Name: Luis Ernesto (Garcia) Salazar
Height: 5'9'' Weight: 180 lb.
Bats: Right Throws: Right
Years as a Cub: 1989-1992
After researching Luis Salazar just one day after Ken Reitz, I've come to the conclusion that the Cubs of the 1980s may or may not have ever actually looked at the stats of the third baseman they wished to acquire. If they had, they might have noticed that Luis Salazar was really Not a good third baseman. At all. Luis, a former Padre, White Sock, and Tiger, came to the Cubs in late in the Cubs 1989 run to the NL East Championship. The Cubs were in need of a new third baseman after incumbent starter Vance Law came down with a bad case of suck and needed to have his .651 OPS removed. Salazar was acquired along with Marvell Wyne from the Padres and got most of the starts at third down the stretch, and actually had the best month of his career, putting up a .325/1/12/.357/.425 line as the Cubs wrapped up their 93-69 regular season and headed into the NLCS against the Giants. Though the Cubs lost the series 4-1, Salazar was one of the few Cubs (other than Mark Grace's insane .647/1/6/.682/1.118! tear) to show up in the series, posting a .368/1/2/.368/.632 line. After the success of the 1989 season, the Cubs had no qualms about heading into 1990 with Salazar as their established third baseman.

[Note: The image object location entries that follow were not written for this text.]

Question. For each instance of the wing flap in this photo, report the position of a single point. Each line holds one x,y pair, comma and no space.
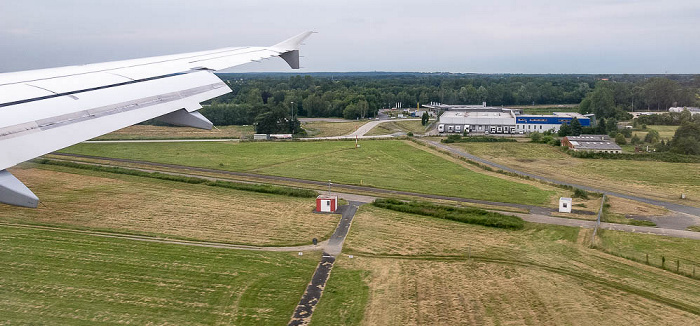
99,114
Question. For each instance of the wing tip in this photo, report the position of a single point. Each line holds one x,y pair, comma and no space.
292,43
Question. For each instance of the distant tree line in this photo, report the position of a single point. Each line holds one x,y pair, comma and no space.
281,98
611,99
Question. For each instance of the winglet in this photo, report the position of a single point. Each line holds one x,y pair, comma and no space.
292,43
14,192
290,49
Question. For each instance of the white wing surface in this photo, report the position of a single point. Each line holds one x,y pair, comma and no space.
42,111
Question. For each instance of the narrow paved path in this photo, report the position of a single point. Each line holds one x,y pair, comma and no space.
543,219
531,208
304,310
695,211
359,133
207,244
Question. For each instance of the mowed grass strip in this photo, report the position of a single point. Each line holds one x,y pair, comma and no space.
147,132
263,188
62,278
453,213
344,297
330,129
434,271
388,128
435,292
390,164
663,252
662,180
76,198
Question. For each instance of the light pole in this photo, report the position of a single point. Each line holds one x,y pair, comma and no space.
292,109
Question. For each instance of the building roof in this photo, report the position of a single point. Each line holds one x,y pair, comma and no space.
681,109
585,138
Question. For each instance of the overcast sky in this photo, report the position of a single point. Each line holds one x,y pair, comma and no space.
535,36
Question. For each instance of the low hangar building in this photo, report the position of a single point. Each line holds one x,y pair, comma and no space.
591,143
506,122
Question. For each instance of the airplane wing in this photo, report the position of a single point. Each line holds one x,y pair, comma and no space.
42,111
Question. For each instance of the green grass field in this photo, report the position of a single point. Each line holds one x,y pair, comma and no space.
665,132
61,278
661,180
385,164
163,132
388,128
329,129
639,246
344,298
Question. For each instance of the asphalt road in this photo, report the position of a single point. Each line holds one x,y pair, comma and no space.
531,208
537,214
695,211
312,295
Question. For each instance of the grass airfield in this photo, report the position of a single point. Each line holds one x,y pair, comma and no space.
658,180
62,278
406,269
426,271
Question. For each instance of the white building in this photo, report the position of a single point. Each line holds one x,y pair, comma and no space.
565,204
692,110
506,122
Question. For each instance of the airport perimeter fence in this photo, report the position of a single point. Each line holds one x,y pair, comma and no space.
672,264
597,222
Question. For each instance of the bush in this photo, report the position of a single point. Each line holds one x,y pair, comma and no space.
263,188
658,156
636,140
652,137
458,214
580,193
620,139
477,139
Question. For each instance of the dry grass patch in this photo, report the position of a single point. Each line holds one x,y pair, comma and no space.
419,292
659,180
388,128
79,198
162,132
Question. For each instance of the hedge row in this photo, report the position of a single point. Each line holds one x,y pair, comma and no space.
476,139
262,188
459,214
659,157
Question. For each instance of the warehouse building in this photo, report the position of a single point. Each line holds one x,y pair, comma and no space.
540,123
505,121
591,143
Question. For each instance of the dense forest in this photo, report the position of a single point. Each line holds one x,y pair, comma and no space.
273,101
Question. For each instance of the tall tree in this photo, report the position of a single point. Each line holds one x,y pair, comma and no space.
576,127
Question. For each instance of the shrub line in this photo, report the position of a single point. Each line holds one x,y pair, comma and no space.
452,213
261,188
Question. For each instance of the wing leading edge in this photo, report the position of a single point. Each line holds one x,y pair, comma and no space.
42,111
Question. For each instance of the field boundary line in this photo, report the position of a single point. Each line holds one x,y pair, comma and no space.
597,222
144,238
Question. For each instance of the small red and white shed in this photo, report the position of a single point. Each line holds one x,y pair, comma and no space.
326,203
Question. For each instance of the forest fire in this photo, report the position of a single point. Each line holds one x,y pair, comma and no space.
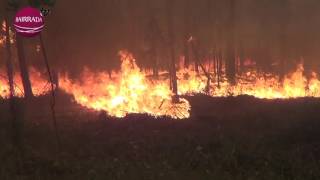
40,85
128,91
132,91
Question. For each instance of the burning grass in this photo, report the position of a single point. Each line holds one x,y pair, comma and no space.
230,138
131,90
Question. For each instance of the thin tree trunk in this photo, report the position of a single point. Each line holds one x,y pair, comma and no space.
230,56
172,51
9,57
186,34
23,68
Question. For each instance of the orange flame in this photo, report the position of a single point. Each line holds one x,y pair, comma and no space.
132,91
129,91
40,85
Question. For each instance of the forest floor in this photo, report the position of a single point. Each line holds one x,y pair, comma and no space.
226,138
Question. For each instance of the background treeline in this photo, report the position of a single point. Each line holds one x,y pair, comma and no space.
270,32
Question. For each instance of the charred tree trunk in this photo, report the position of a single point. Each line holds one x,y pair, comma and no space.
9,57
230,54
23,68
173,72
186,34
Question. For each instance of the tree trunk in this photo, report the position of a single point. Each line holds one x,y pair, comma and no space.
186,34
230,56
9,56
23,68
173,72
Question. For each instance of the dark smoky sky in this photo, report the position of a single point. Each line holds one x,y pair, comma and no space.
90,33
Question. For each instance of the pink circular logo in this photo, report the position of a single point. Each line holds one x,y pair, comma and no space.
29,22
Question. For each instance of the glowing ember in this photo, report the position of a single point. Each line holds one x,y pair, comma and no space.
132,90
128,91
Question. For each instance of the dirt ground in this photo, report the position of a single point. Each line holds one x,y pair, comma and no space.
226,138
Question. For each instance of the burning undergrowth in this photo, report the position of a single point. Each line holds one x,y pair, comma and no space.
132,90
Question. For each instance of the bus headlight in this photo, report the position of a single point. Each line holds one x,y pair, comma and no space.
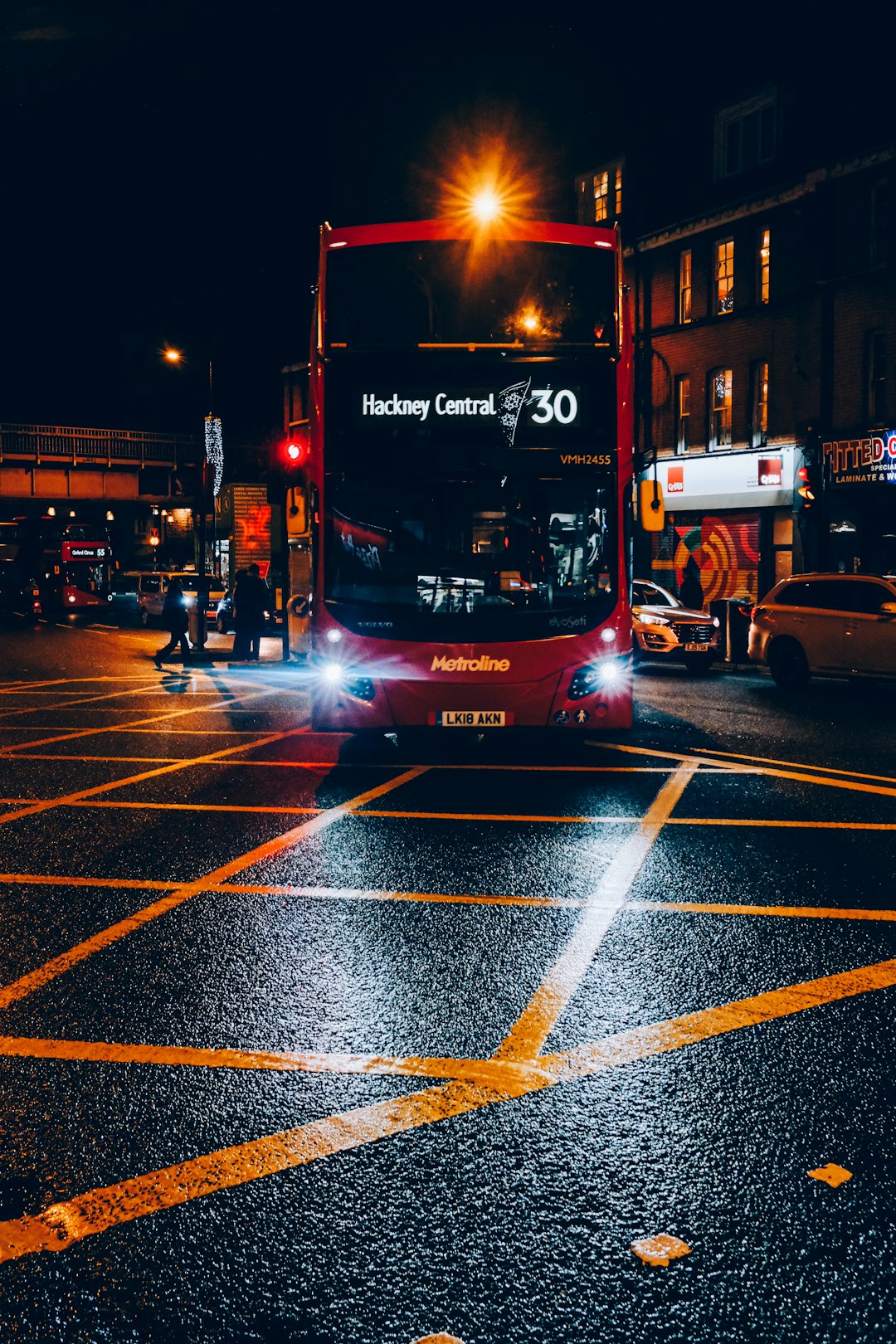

The 1990 season, however, was mediocre for both Salazar and the Cubs. As the team fell to 77-85, Salazar posted a .254/12/47/.293/.388 season, one much more in line with his career numbers than the aberration of his 1989 numbers with the Cubs. Refusing to be discouraged by the evidence before their eyes that the 35 year old veteran wasn't very good, the Cubs brought Salazar back for the 1991 season, albeit with the intention of using him to back up super rookie Gary Scott. Scott floundered, leaving Salazar as the starter, and Salazar posted a similar line of .258/14/38/.292/.432 as the Cubs posted an identical number of wins, going 77-83 despite the inspired leadership of Jim Essian. The Cubs remained convinced apparently that Salazar was the glue that held the team together, as they brought him back once more to start the 1992 season. Scott once again began the season as the starter, floundered once more, and opened the door for 98 more games of Salazar at a splendid .208/5/25/.237/.310 clip. Fortunately the Cubs were finally persuaded that Salazar wasn't the long term answer, and brought in Steve Buechele.
The Cubs granted Salazar free agency in November of 1992, and he promptly retired. Salazar is now the hitting coach for the Jacksonville Suns, the AA affiliate of the Florida Marlins. I'm assuming plate discipline isn't his forte.